だが、その混乱の中にも、安堵と感動の声が入り混じっている。

ふと、画面の隅に表示されている視聴者数に目をやると、信じられない数字が目に飛び込んできた。


「にっ……!? に、に、ににに、2万人!?!?」


思わず、想像すらしていなかった視聴者数に叫んでしまった。

いつの間に、こんな大人数が俺の配信を見ていたんだ!?

最初の頃は、数えるほどしかいなかったはずなのに……。


驚愕する俺に、視聴者たちが親切にも教えてくれる。

どうやら、俺のこの前代未聞の「ガチ異世界実況配信」は、SNSで瞬く間に拡散され、様々なニュースサイトやまとめブログにも取り上げられ、とんでもない勢いでトレンドを独占していたらしい。

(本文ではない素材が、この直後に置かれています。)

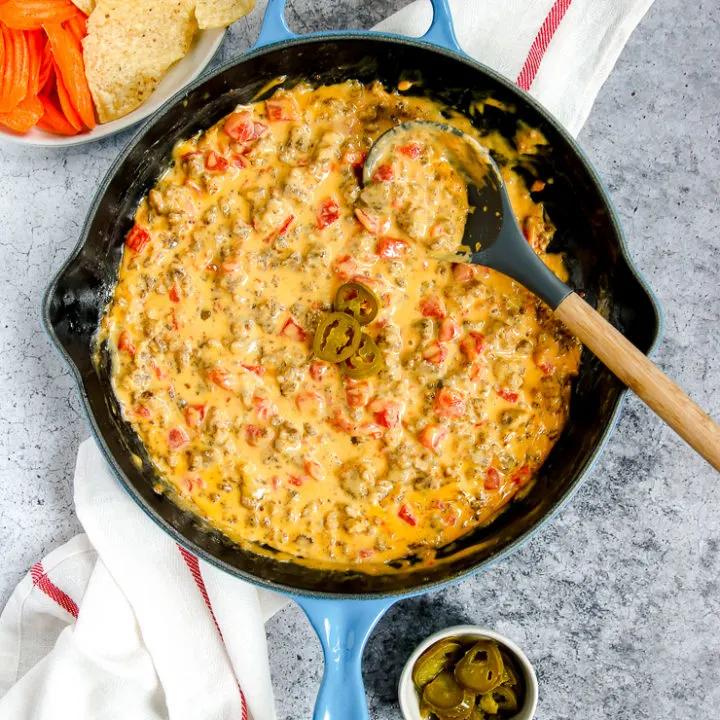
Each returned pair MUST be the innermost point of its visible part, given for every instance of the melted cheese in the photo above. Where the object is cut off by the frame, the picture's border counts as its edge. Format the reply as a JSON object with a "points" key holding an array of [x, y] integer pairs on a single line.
{"points": [[211, 322]]}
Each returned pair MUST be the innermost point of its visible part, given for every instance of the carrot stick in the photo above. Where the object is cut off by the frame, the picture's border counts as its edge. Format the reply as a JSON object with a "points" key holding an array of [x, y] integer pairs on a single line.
{"points": [[71, 114], [16, 70], [2, 63], [46, 66], [69, 64], [35, 52], [77, 25], [53, 120], [32, 14], [25, 116]]}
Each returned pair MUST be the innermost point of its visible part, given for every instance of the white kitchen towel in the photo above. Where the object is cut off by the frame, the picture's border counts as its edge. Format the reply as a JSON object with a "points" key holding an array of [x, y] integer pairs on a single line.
{"points": [[121, 622], [562, 51]]}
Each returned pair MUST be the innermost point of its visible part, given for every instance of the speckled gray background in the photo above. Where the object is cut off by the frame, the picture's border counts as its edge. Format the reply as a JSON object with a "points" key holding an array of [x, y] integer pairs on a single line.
{"points": [[618, 601]]}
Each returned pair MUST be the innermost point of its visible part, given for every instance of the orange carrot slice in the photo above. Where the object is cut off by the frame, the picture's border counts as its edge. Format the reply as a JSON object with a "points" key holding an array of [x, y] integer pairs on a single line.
{"points": [[53, 120], [36, 47], [16, 69], [47, 69], [69, 64], [32, 14], [71, 114], [25, 116], [2, 62]]}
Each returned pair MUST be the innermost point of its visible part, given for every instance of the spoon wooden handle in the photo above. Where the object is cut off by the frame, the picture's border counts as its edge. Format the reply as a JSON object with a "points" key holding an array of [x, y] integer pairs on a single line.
{"points": [[642, 376]]}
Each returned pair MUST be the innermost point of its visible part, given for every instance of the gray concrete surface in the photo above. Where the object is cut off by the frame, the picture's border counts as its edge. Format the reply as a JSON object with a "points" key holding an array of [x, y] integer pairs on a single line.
{"points": [[617, 602]]}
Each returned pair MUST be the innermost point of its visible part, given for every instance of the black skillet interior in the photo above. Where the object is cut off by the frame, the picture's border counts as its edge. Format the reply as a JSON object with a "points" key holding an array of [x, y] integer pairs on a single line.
{"points": [[586, 230]]}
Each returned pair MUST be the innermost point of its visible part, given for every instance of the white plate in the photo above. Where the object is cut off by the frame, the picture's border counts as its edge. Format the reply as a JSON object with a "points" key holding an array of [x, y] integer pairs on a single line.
{"points": [[203, 50]]}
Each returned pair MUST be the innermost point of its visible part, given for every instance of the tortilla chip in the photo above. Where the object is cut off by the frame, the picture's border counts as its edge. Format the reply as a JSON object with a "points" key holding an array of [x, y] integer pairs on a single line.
{"points": [[87, 6], [221, 13], [129, 47]]}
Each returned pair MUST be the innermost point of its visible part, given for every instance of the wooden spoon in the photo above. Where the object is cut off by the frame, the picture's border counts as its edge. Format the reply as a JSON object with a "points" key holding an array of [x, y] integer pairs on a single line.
{"points": [[494, 240]]}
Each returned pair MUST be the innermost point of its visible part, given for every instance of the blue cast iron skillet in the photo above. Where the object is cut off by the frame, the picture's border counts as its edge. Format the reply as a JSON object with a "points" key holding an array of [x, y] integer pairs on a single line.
{"points": [[345, 606]]}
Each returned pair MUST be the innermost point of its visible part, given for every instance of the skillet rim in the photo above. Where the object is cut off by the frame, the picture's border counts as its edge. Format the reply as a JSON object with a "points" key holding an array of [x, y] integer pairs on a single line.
{"points": [[417, 43]]}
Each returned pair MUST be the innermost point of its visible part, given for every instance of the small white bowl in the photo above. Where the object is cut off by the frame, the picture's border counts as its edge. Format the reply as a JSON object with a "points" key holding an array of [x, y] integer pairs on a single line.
{"points": [[406, 689], [182, 73]]}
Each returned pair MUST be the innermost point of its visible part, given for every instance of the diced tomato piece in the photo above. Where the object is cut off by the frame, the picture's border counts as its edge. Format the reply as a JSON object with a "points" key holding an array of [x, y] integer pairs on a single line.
{"points": [[357, 392], [177, 438], [125, 343], [215, 162], [391, 248], [412, 150], [432, 435], [449, 403], [387, 412], [328, 213], [372, 430], [259, 129], [492, 479], [318, 370], [137, 239], [258, 370], [463, 272], [376, 226], [195, 414], [240, 126], [354, 158], [310, 403], [263, 407], [435, 353], [384, 173], [293, 330], [472, 345], [508, 395], [449, 330], [407, 516], [315, 470], [521, 476], [345, 267], [280, 109], [546, 367], [253, 434], [434, 306], [221, 378]]}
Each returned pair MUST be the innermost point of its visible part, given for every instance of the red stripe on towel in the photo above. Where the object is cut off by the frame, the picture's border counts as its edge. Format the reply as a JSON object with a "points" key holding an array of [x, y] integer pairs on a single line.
{"points": [[194, 567], [541, 42], [44, 583]]}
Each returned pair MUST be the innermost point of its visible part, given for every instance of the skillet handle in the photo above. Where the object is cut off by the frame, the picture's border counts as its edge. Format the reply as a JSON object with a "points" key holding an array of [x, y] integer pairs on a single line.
{"points": [[642, 376], [441, 31], [343, 627], [274, 27]]}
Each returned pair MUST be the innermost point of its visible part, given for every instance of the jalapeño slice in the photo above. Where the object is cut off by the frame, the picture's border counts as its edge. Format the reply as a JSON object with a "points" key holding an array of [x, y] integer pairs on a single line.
{"points": [[338, 336], [357, 300], [365, 361]]}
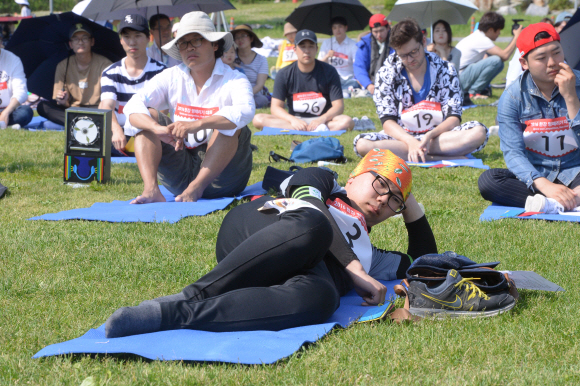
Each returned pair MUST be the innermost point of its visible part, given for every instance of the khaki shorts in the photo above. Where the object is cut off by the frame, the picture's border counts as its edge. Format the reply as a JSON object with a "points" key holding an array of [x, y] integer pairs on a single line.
{"points": [[178, 169]]}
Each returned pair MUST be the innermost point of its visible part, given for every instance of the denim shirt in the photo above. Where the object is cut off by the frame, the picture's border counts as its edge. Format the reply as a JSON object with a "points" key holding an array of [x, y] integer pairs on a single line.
{"points": [[523, 101]]}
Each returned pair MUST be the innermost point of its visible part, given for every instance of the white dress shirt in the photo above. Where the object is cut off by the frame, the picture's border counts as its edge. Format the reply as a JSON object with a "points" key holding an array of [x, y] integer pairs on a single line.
{"points": [[227, 93]]}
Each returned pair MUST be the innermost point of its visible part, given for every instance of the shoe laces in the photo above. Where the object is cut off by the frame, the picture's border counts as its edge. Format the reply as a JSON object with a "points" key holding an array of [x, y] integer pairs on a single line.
{"points": [[471, 288]]}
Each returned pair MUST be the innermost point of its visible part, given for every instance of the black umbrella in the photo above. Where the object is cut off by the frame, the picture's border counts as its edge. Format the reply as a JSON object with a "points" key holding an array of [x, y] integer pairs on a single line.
{"points": [[568, 38], [316, 15], [42, 42]]}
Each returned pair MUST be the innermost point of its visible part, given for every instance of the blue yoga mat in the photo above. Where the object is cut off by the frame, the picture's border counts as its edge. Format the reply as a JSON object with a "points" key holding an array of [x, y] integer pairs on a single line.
{"points": [[498, 212], [276, 131], [246, 347], [42, 124], [170, 211], [472, 163], [123, 160]]}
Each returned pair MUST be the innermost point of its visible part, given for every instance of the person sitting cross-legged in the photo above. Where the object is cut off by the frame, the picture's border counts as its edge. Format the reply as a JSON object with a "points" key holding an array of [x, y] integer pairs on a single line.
{"points": [[77, 78], [418, 99], [123, 79], [204, 149], [539, 130], [312, 91]]}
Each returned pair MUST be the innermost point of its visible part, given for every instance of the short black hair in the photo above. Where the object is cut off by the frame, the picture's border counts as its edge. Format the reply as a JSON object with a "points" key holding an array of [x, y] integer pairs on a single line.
{"points": [[220, 51], [539, 36], [404, 31], [447, 29], [155, 19], [491, 20], [338, 20]]}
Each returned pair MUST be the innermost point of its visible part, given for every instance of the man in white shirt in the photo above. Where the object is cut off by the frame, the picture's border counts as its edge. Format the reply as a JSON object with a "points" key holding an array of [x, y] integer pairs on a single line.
{"points": [[121, 80], [160, 27], [204, 149], [13, 91], [339, 51], [476, 71]]}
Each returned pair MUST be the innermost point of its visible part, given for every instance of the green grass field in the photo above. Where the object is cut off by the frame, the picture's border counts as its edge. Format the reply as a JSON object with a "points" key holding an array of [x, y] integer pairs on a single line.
{"points": [[58, 279]]}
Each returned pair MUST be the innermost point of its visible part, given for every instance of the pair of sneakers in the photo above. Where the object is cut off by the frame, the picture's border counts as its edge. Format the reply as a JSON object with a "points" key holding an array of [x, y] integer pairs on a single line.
{"points": [[540, 203], [456, 297], [364, 124]]}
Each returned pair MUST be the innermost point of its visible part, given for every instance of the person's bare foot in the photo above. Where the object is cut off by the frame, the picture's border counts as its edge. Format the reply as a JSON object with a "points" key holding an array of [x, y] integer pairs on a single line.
{"points": [[189, 195], [149, 197]]}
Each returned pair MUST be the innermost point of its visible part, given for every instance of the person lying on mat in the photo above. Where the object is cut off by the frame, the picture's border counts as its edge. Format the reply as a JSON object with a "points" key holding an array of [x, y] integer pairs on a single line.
{"points": [[539, 126], [285, 262], [77, 78], [418, 99], [121, 80], [204, 149], [312, 91]]}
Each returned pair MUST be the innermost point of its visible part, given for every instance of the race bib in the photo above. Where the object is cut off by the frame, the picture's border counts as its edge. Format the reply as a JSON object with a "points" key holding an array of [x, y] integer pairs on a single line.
{"points": [[550, 137], [190, 114], [339, 60], [308, 103], [422, 117], [353, 227], [289, 55], [4, 94]]}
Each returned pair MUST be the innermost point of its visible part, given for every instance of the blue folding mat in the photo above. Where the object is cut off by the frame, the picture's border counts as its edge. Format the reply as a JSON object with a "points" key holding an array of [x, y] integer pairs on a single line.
{"points": [[245, 347], [170, 211], [275, 131], [471, 162], [498, 212], [42, 124], [123, 160]]}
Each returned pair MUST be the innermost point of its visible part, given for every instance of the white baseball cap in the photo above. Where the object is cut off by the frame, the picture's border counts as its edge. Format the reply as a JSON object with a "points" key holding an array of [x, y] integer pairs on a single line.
{"points": [[197, 22]]}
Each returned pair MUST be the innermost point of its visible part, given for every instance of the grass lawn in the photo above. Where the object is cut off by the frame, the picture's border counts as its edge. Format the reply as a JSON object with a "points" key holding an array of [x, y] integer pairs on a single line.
{"points": [[58, 279]]}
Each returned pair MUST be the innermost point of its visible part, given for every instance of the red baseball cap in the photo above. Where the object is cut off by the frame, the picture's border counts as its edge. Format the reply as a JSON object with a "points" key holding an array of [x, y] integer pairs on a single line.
{"points": [[378, 20], [526, 41]]}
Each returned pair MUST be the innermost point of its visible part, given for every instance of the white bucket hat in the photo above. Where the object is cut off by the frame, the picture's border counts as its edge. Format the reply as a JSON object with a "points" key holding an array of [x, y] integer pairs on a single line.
{"points": [[196, 22]]}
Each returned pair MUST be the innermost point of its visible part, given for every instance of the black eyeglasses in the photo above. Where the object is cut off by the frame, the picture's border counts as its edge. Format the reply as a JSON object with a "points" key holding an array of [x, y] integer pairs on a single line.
{"points": [[381, 186], [195, 42]]}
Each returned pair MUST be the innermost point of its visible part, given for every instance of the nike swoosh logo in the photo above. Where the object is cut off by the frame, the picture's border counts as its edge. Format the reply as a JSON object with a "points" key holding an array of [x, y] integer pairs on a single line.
{"points": [[454, 304]]}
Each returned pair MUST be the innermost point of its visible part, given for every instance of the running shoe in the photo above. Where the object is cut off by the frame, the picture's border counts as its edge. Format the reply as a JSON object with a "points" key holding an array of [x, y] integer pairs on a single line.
{"points": [[540, 203], [456, 297]]}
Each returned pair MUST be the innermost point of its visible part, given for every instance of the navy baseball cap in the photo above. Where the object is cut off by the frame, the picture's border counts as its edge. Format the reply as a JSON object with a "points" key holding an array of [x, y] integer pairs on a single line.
{"points": [[135, 22], [78, 27], [305, 34]]}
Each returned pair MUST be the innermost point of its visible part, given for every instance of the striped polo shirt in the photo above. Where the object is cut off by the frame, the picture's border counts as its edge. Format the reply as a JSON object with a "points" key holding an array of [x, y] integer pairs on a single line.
{"points": [[116, 83]]}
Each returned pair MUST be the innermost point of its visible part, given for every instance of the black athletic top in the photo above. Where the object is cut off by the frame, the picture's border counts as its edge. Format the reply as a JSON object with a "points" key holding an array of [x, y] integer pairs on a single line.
{"points": [[386, 265]]}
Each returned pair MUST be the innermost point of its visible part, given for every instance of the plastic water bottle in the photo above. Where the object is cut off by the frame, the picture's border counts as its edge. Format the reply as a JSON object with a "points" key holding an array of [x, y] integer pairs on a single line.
{"points": [[326, 163]]}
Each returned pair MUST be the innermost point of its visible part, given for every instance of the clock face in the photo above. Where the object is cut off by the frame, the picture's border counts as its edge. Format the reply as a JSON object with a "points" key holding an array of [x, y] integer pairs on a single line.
{"points": [[84, 130]]}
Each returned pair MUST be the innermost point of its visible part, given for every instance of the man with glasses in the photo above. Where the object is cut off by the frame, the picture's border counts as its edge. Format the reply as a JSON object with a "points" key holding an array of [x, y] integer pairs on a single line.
{"points": [[77, 78], [160, 26], [419, 102], [203, 149], [123, 79], [312, 91], [284, 263]]}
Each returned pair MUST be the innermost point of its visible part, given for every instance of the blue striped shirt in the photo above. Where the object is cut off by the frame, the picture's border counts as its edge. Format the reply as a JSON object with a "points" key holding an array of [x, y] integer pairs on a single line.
{"points": [[116, 83]]}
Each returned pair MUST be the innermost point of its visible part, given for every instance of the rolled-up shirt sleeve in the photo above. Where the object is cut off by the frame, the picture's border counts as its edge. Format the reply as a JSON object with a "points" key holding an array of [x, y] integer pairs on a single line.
{"points": [[154, 95], [18, 83], [243, 108]]}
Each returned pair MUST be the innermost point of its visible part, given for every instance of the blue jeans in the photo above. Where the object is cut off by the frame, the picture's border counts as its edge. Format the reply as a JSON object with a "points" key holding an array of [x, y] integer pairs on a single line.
{"points": [[477, 76], [22, 116]]}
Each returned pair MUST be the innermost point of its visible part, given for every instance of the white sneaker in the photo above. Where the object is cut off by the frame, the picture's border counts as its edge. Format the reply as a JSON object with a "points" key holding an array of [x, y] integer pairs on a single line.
{"points": [[367, 124], [322, 127], [539, 203]]}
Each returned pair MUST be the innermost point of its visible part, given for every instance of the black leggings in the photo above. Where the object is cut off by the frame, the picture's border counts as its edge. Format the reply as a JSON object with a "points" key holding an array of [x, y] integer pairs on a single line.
{"points": [[503, 187], [270, 275]]}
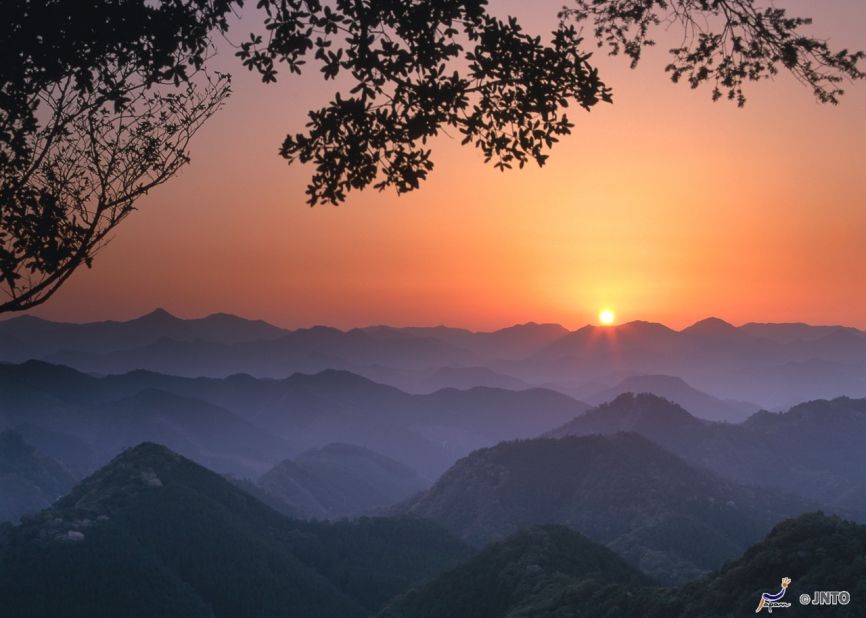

VTuberとしてのデビュー配信で、いきなり世界的な注目を集めてしまったのだ。

その事実に気づき、俺は改めて慄然とした。

これは……本当に、とんでもないことになってしまった。


「え、えーっと……と、とりあえず、今回の配信は、こ、これで終了とさせていただきますわ! 大変なことばかりでしたが、最後までお付き合いいただき、本当にありがとうございました!」


なんとか平静を装い、キリスの声で締めくくる。


「も、もしよろしければ、次回の配信も見てくださると嬉しいですわ! あ、あと、チャンネル登録と高評価も、ぜひぜひよろしくお願いいたします!」


最後は、Vチューバーのお約束で締めくくり、震える手で配信終了ボタンをクリックした。

ふぅ……終わった……。


俺は、椅子から崩れ落ちるようにベッドへと倒れ込み、天井を見上げた。

全身の力が抜け、どっと疲れが押し寄せてくる。


「はぁ……大変なことになっちまったなぁ……」


ぽつりと呟き、PCのモニターを見上げる。

画面には、まだ『デッドマンズ・シティ』のタイトル画面が表示されている。

あの、怪しげな通販サイトで購入した、格安のVチューバー配信キット。

一体、こいつは何なんだろうか?

ただのゲーム配信ツールではないことは、もはや疑いようもない。

俺をゲームの世界に送り込み、アバターの能力を現実のものとし、そして、視聴者にはそれがリアルタイムで配信される。

まるで、SF映画のような、トンデモ技術だ。


様々な疑問が頭の中を駆け巡る。

あのキットを作ったのは誰なのか?

目的は何なのか?

そして、俺は……これから、どうすればいいのか?


考えれば考えるほど、謎は深まるばかり。

だが、今はもう、何も考えたくなかった。

激動の一日を終え、心身ともに疲れ果てた俺は、いつの間にか深い眠りへと落ちていった。